El Dr. Leopoldo Briceño-Iragorry, miembro de la Academia de Medicina de Venezuela, señaló en 2020 que: “En parte del pueblo hay una visión distorsionada de su figura, que se ha asociado con rituales de santería y ha sido aprovechada por algunos charlatanes, lo que hizo demorarse la beatificación”.
Un caso determinante para el avance de su canonización fue el de Yaxuri Solórzano, una niña que recibió un disparo en la cabeza durante un asalto en 2017. Los médicos pronosticaban secuelas permanentes, pero la menor se recuperó rápidamente. Su madre atribuyó la recuperación a las oraciones al Hermano Gregorio, y la Iglesia consideró este milagro un paso clave hacia la beatificación, que finalmente se realizó en abril de 2021 en Caracas, con restricciones por la pandemia de Covid-19.

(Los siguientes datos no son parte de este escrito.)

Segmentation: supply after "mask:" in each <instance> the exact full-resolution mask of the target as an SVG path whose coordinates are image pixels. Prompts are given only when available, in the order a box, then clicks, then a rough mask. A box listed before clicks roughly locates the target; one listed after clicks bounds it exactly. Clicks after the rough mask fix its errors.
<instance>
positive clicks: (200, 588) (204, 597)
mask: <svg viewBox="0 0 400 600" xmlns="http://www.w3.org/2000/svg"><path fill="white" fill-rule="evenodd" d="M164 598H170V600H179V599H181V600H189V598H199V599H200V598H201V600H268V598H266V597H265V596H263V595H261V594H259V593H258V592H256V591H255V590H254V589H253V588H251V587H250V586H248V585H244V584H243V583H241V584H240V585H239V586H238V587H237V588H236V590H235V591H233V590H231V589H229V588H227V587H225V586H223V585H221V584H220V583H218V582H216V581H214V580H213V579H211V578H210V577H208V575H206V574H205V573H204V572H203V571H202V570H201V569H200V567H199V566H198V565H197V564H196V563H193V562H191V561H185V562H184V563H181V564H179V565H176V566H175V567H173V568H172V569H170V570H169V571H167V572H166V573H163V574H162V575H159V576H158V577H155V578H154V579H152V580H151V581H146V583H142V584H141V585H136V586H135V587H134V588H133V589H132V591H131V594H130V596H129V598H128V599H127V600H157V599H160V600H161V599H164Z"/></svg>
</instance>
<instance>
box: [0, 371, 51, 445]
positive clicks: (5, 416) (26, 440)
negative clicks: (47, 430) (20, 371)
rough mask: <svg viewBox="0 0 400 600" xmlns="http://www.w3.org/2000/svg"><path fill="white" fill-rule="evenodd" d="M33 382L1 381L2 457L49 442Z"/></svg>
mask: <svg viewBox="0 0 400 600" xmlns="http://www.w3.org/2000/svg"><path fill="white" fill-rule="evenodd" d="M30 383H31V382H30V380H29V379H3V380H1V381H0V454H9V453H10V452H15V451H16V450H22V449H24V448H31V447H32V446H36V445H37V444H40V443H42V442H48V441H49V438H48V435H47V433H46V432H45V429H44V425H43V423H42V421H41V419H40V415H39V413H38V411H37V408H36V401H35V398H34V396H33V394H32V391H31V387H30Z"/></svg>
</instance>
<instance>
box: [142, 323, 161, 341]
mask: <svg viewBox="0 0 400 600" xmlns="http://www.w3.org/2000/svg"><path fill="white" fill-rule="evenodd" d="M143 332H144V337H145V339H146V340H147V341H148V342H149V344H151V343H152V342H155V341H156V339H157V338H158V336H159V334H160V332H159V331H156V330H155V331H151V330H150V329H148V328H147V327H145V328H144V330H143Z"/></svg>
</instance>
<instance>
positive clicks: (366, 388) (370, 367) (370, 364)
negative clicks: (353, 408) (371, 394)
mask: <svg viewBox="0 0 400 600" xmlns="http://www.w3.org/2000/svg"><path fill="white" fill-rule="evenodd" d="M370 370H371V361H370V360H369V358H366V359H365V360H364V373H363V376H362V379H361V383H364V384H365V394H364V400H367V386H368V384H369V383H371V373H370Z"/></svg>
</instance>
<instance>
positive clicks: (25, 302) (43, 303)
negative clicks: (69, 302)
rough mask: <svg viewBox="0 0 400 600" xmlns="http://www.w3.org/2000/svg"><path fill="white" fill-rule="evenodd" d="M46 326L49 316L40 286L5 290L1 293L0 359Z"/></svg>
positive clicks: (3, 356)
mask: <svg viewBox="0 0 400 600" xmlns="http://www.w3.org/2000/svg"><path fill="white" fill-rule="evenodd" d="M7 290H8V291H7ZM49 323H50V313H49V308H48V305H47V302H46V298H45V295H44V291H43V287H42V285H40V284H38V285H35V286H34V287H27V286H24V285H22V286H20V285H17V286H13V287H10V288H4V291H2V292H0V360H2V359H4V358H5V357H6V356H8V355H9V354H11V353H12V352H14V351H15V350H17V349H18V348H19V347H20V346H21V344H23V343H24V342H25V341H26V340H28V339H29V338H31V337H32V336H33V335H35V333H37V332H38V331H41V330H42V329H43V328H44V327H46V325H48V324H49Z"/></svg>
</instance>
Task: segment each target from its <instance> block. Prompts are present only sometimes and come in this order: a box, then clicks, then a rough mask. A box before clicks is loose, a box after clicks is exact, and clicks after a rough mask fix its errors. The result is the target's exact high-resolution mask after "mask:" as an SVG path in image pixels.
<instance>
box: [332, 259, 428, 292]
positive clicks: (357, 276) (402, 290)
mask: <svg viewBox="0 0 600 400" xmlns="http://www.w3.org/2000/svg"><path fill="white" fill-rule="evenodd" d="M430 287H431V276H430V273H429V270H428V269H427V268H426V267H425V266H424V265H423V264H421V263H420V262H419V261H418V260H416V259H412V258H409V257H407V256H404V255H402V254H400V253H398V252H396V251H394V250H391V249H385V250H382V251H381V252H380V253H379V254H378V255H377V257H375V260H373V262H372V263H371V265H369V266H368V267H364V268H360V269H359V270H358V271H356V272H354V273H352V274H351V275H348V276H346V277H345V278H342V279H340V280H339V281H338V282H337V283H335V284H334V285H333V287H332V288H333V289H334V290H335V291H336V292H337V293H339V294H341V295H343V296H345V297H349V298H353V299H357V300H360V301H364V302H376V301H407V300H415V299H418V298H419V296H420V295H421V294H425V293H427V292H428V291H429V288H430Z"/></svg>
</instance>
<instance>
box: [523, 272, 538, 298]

José Gregorio Hernández, nacido en 1864, se destacó académicamente desde joven. Tras estudiar medicina en la Universidad Central de Venezuela, regresó a su pueblo natal para brindar atención gratuita a personas de bajos recursos. Su formación se completó con una beca en París, que le permitió traer innovaciones científicas a Venezuela, incluyendo avances en bacteriología y la introducción del microscopio en la práctica médica nacional.
Hernández también intentó ordenarse como sacerdote durante su estancia en Italia entre 1908 y 1913, pero una enfermedad respiratoria lo obligó a regresar a Caracas. Falleció en 1918 tras ser atropellado en el centro de la capital, y sus restos descansan actualmente en la Iglesia de La Candelaria, lugar de peregrinación para numerosos fieles que esperan su canonización con devoción.
La canonización de José Gregorio Hernández representa no solo un homenaje a su vocación médica y religiosa, sino también un referente de fe y solidaridad para Venezuela y América Latina.